Saturday, September 02, 2017

The Missing Ought and How It Leaves Things Empty

Because science and data are descriptive (and because they currently rule the world of truth and try to do so for meaning as well), we have forgotten the importance of the prescriptive. We look at what things are (how they appear to us especially through our experiments) and deal with them that way. Sometimes, especially in business, we take what is and try to make it into what we want (this is advertising and PR), but for the most part we are concerned with what is and what will come to be directly out of that. (Well, we do try to change things with science as well because after all that is what technology is for the most part.) Yet most of our time is spent being concerned with description: what is, the surfaces of things and actions. What we have lost sight of is what ought to be.

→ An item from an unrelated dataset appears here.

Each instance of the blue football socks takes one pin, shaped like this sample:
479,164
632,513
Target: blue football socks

Now, ought is much bigger than want, especially what I want. This is why it is different from the making we do in business and with technology. We want something so we manipulate the surfaces to get them to appear and act as we want them. Ought has to do with the big picture and with what is good for more than just myself. It is more akin to values and meaning than to want and can.

We look at things through data and science and pay attention to what they are in that light and how we act in relationship to them and they to us.  We see things through the filter of simple cause and effect. We take that as the norm and proceed as if it were natural. The problem is that nothing is really natural, except maybe chaos. (More on that below.) Order, cause and effect, facts and data appear as natural because of the way we look at the world. Something akin to them is there to be found, but it will only be found if we look for it. The same is true for the ought; we will only see it if we look for it. That does not mean it is something we completely make up and force on the world, it isn't. It is however something we won't find unless we look for it. It is the same reason why no one found Newton's Laws of Motion before him; no one was looking carefully enough for them. The early discoveries of science (when it was still natural philosophy) were likely made when they were, and not earlier, because people before that were not looking almost exclusively at the surfaces of things and actions. People were looking mostly at the inside (essences really) at the outside was more incidental or accidental.

These days things easily look like they have no deeper meaning or purpose aside from the facts and the way they fit into the theories because that is often all we look for; it is the lens we look through. We need to also have an idea of what things ought to be: how should they be treated and thought of so as to achieve a greater good. This will not come from, but may be informed by, a description of things that comes from data or science. And the two don't have to be and shouldn't be mutually exclusive or fundamentally at odds with each other. We can develop oughts that fit with descriptions and if we value those oughts we will also find descriptions that fit with them without giving up accuracy of description. There is a tension, a give and take, but that does not mean it need be adversarial, polemic or seen as a winner takes all competition.

When I say that nothing is really natural but chaos, I am not being negative or pessimistic. Any order that the world may inherently have is not necessarily going to be in line with what we want it to be or what we think it ought to be, and it may not even be comprehensible to us. This is less of an assumption, and more of a realistic place to start from than saying things are naturally one way or another. If we start from a position that does not assume the world is, or even can be, ordered in a way we want it or can understand it, we are more open to the give and take that is necessary to strike balances between the descriptive and prescriptive. What we think ought to be becomes a goal that we try to achieve but are not sure we can. We need to see any order as an ought, a goal we have created, and not as something that is already there that we must find and follow. Saying something is natural is saying that it is and can't be changed, or changing it would be a perversion. That makes the natural the only valid goal. Seeing the ought as something we are responsible for avoids that almost fundamentalist mind set and approach. It is a bit like Sisyphus or even like trying to be a good Christian and being like Christ. It is unattainable (and not necessarily because it is not in line with what is natural, but because nothing is natural at all) but not unworthy of being worked towards.

What is and what will be according to some mechanical progression of what is, is not what ought to be. Those are dead statements of what appears and what will appear that leave the depths and possibilities unexplored.  Those are descriptions. What we want or what we can do according to those descriptions are merely surfaces: surfaces of things, actions and feelings. Ought is something that deals with what is under the surface. The difference is between description and prescription and it is a big difference. Without prescription things are left empty: missing meaning and value. At the same time, without description our values and meaning can become detached from the very real surfaces and become delusions. The key is to try and strike a balance at any time.